Tarihi Sultan Süleyman’a uzanan, tadı ve kokusuyla baş döndüren kadim kültürümüz Türk kahvesi, Türk mutfağının olmazsa olmazları arasında yerini alıyor. Günün ilk ışıklarıyla kokusu etrafı saran vazgeçemediğimiz bu kadim lezzet, her yudumunda özel hissettirmekle kalmıyor, dost meclislerinde hatırına bir kırk yıl daha ekliyor.
Vücudumuzun doğal uyandırma ve dinç hissettirme mekanizması kortizol hormonu, biyolojik saatimize göre günün üç vaktinde salgılanır. (08:00-09:00 / 12:00-13:00 / 17:30–18:30) Kafeinle benzer etkiye sahip olan kortizol hormonu, salgılandığı anda kahveye karşı direnç oluşturarak, kafeinin etkisini azaltır. Dolayısıyla da kahvenin kortizolün salgılandığı bu saatler dışında tüketilmesi uygun bulunur.

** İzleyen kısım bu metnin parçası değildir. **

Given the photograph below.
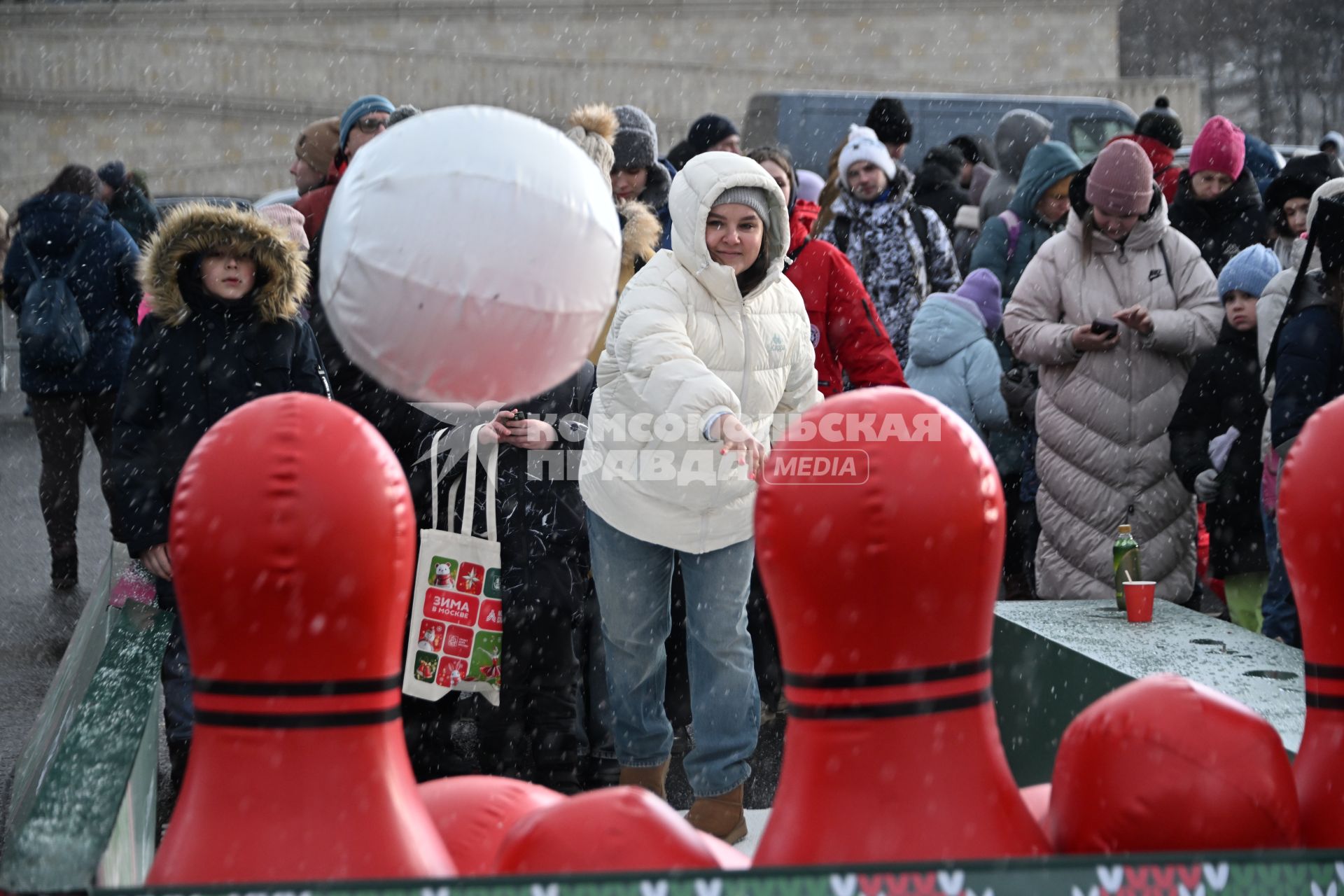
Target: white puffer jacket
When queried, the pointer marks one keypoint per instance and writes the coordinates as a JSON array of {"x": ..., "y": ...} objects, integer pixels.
[{"x": 686, "y": 344}]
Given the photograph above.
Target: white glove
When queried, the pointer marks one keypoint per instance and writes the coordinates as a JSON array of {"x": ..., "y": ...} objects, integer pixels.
[{"x": 1206, "y": 485}]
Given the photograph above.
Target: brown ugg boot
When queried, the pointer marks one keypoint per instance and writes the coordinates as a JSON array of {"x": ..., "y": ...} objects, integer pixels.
[
  {"x": 652, "y": 780},
  {"x": 721, "y": 816}
]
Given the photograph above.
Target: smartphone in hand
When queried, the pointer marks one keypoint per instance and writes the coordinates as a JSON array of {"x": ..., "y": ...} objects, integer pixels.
[{"x": 1102, "y": 327}]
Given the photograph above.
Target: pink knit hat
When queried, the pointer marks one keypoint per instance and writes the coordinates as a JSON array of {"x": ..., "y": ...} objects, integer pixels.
[
  {"x": 289, "y": 219},
  {"x": 1121, "y": 179},
  {"x": 1221, "y": 147}
]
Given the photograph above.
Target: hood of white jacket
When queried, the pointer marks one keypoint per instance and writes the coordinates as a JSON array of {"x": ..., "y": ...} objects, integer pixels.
[{"x": 694, "y": 191}]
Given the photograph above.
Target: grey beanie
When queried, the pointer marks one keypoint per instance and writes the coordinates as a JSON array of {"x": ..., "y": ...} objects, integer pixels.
[
  {"x": 636, "y": 140},
  {"x": 753, "y": 198}
]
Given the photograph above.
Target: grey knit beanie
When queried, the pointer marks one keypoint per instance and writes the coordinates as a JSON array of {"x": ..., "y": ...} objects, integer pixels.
[
  {"x": 636, "y": 140},
  {"x": 753, "y": 198}
]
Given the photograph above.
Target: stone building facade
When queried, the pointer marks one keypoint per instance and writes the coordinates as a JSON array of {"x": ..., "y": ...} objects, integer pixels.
[{"x": 209, "y": 96}]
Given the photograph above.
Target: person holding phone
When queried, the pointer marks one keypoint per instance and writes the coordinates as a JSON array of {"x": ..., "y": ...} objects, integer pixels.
[{"x": 1113, "y": 311}]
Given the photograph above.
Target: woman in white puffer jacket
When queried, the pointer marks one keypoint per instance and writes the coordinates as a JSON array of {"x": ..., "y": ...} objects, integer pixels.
[{"x": 708, "y": 351}]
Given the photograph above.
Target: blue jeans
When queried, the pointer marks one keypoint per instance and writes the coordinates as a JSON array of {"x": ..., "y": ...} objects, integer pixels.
[
  {"x": 634, "y": 587},
  {"x": 1278, "y": 608}
]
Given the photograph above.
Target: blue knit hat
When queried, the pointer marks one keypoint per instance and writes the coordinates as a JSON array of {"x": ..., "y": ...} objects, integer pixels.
[
  {"x": 984, "y": 289},
  {"x": 359, "y": 109},
  {"x": 113, "y": 174},
  {"x": 1250, "y": 270}
]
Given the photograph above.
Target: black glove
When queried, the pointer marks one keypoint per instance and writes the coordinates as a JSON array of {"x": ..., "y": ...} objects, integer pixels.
[{"x": 1019, "y": 391}]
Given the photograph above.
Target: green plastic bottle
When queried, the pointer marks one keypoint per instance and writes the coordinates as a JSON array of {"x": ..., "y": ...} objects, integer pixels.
[{"x": 1126, "y": 556}]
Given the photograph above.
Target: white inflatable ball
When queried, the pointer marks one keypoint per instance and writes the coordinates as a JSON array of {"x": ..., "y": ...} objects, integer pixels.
[{"x": 470, "y": 254}]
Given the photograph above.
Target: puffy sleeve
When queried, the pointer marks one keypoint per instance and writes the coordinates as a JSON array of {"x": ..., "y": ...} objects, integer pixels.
[
  {"x": 654, "y": 352},
  {"x": 1031, "y": 318}
]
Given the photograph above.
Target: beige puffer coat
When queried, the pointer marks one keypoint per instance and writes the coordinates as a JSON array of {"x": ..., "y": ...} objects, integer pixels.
[
  {"x": 1104, "y": 456},
  {"x": 685, "y": 346}
]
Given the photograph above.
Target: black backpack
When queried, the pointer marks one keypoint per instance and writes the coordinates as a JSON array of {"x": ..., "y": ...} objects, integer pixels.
[{"x": 52, "y": 336}]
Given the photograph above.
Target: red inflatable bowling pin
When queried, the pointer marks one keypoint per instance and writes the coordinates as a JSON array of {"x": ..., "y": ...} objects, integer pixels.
[
  {"x": 473, "y": 813},
  {"x": 1038, "y": 804},
  {"x": 879, "y": 533},
  {"x": 293, "y": 547},
  {"x": 616, "y": 830},
  {"x": 1310, "y": 528},
  {"x": 1167, "y": 764}
]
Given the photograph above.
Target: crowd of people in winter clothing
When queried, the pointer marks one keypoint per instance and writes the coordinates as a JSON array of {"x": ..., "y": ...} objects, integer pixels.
[{"x": 1135, "y": 342}]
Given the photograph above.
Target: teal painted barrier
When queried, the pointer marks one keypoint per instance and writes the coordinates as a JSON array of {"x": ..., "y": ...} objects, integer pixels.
[
  {"x": 83, "y": 809},
  {"x": 1212, "y": 875}
]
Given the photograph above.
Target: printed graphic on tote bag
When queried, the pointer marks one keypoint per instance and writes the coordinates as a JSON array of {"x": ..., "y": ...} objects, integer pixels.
[
  {"x": 426, "y": 664},
  {"x": 486, "y": 657},
  {"x": 492, "y": 615},
  {"x": 442, "y": 571},
  {"x": 432, "y": 636},
  {"x": 457, "y": 622}
]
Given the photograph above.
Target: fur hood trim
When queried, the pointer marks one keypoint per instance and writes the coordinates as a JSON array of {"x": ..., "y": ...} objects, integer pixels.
[
  {"x": 596, "y": 118},
  {"x": 198, "y": 227},
  {"x": 641, "y": 232}
]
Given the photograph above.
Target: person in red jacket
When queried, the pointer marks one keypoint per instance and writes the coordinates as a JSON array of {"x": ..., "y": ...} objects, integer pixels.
[
  {"x": 1160, "y": 136},
  {"x": 360, "y": 122},
  {"x": 847, "y": 333}
]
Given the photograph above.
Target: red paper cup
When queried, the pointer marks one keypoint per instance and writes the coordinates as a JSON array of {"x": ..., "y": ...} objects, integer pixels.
[{"x": 1139, "y": 601}]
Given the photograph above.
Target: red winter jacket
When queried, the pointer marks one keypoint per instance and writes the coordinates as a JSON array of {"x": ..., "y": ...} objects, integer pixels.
[
  {"x": 846, "y": 330},
  {"x": 1164, "y": 171},
  {"x": 318, "y": 200}
]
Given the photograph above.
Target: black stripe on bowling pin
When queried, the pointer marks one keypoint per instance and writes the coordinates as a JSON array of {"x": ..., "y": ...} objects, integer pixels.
[
  {"x": 289, "y": 720},
  {"x": 295, "y": 688},
  {"x": 802, "y": 708},
  {"x": 889, "y": 679},
  {"x": 296, "y": 719},
  {"x": 1317, "y": 700}
]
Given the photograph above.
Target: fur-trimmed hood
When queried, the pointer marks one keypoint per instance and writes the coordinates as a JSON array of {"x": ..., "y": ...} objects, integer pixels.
[
  {"x": 197, "y": 227},
  {"x": 641, "y": 232}
]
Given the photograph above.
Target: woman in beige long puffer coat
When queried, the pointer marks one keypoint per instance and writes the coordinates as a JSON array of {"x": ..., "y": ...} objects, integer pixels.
[{"x": 1107, "y": 398}]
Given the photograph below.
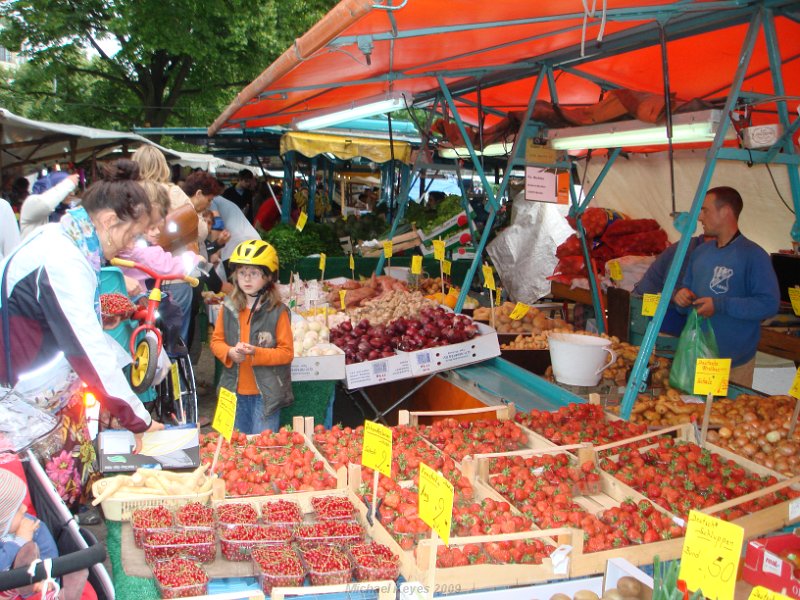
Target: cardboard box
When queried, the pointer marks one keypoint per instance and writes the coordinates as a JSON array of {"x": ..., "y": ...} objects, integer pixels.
[
  {"x": 431, "y": 360},
  {"x": 178, "y": 449},
  {"x": 764, "y": 566},
  {"x": 374, "y": 372},
  {"x": 318, "y": 368}
]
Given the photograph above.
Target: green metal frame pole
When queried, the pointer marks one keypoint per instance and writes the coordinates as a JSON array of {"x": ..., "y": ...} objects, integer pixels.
[
  {"x": 639, "y": 371},
  {"x": 312, "y": 189},
  {"x": 774, "y": 54},
  {"x": 494, "y": 206},
  {"x": 288, "y": 186}
]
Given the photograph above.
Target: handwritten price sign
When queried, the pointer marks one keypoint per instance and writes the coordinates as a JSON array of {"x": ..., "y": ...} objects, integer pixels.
[
  {"x": 301, "y": 221},
  {"x": 416, "y": 265},
  {"x": 438, "y": 249},
  {"x": 711, "y": 376},
  {"x": 488, "y": 277},
  {"x": 225, "y": 415},
  {"x": 519, "y": 311},
  {"x": 435, "y": 501},
  {"x": 794, "y": 297},
  {"x": 376, "y": 451},
  {"x": 649, "y": 304},
  {"x": 710, "y": 555}
]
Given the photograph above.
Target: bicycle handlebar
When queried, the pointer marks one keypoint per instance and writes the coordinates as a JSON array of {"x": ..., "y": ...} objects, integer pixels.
[
  {"x": 69, "y": 563},
  {"x": 122, "y": 262}
]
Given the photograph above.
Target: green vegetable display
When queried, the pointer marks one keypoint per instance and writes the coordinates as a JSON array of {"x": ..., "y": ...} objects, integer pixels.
[{"x": 292, "y": 245}]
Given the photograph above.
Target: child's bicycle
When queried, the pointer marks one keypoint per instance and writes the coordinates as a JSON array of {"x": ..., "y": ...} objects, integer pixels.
[{"x": 176, "y": 397}]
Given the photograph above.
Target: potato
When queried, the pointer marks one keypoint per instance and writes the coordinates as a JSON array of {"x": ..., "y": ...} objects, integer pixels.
[{"x": 629, "y": 586}]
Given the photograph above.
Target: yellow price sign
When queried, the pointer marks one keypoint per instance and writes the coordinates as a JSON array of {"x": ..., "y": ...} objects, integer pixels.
[
  {"x": 301, "y": 221},
  {"x": 795, "y": 389},
  {"x": 447, "y": 267},
  {"x": 438, "y": 249},
  {"x": 761, "y": 593},
  {"x": 435, "y": 501},
  {"x": 711, "y": 376},
  {"x": 710, "y": 555},
  {"x": 488, "y": 277},
  {"x": 176, "y": 382},
  {"x": 519, "y": 311},
  {"x": 794, "y": 297},
  {"x": 649, "y": 304},
  {"x": 376, "y": 449},
  {"x": 225, "y": 415},
  {"x": 615, "y": 270},
  {"x": 416, "y": 265}
]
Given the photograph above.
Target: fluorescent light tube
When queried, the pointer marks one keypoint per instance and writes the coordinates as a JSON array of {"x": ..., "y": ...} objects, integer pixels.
[
  {"x": 367, "y": 108},
  {"x": 687, "y": 128}
]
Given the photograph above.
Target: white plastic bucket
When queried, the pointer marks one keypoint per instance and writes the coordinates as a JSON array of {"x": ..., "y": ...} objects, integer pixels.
[{"x": 579, "y": 359}]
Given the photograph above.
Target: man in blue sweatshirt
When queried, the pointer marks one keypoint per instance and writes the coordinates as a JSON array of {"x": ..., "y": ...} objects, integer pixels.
[{"x": 732, "y": 282}]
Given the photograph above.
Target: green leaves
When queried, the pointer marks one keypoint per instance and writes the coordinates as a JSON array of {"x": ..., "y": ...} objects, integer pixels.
[{"x": 144, "y": 62}]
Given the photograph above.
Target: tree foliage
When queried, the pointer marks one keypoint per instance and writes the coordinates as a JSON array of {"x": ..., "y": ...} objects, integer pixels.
[{"x": 175, "y": 62}]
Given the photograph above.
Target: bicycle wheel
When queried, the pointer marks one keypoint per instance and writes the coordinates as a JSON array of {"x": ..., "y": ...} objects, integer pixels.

Tercihe göre değişmekle birlikte Osmanlı mutfağından Türk mutfağına kadar uzanan dönemde Türk kahvesinin ağırlıklı olarak şekersiz içildiği görülmektedir. Kahvenin aromasını tam anlamıyla hissetmek ve değerini anlamak için kahveyi şekersiz içmek kahve kültürünün önemli noktalarından biridir.
Genellikle kahve içildikten sonra tüketilen su, kahve kültürünün yanlış bilinen ritüellerden biri olarak karşımıza çıkar. Kahvenin özüne göre su, kahve içilmeden önce yudumlanır, böylece ağızdaki farklı tatlar temizlenerek, kahvenin tadının daha net bir şekilde alınmasına yardımcı olur.
Kimileri ayılmak, kimileri yemek sonrası rahatlamak, kimileri ise keyif yapmak için içiyor Türk kahvesini. Tercihe göre lokumlu ve lokumsuz tüketilen kahvenin tatlı ile sunulması mecburi değil. Ancak kahvenin acı tadını damağında tatlandırmak isteyenlerin lokumla tüketmesi çikolata vb. tatlara göre daha uygun görülmektedir.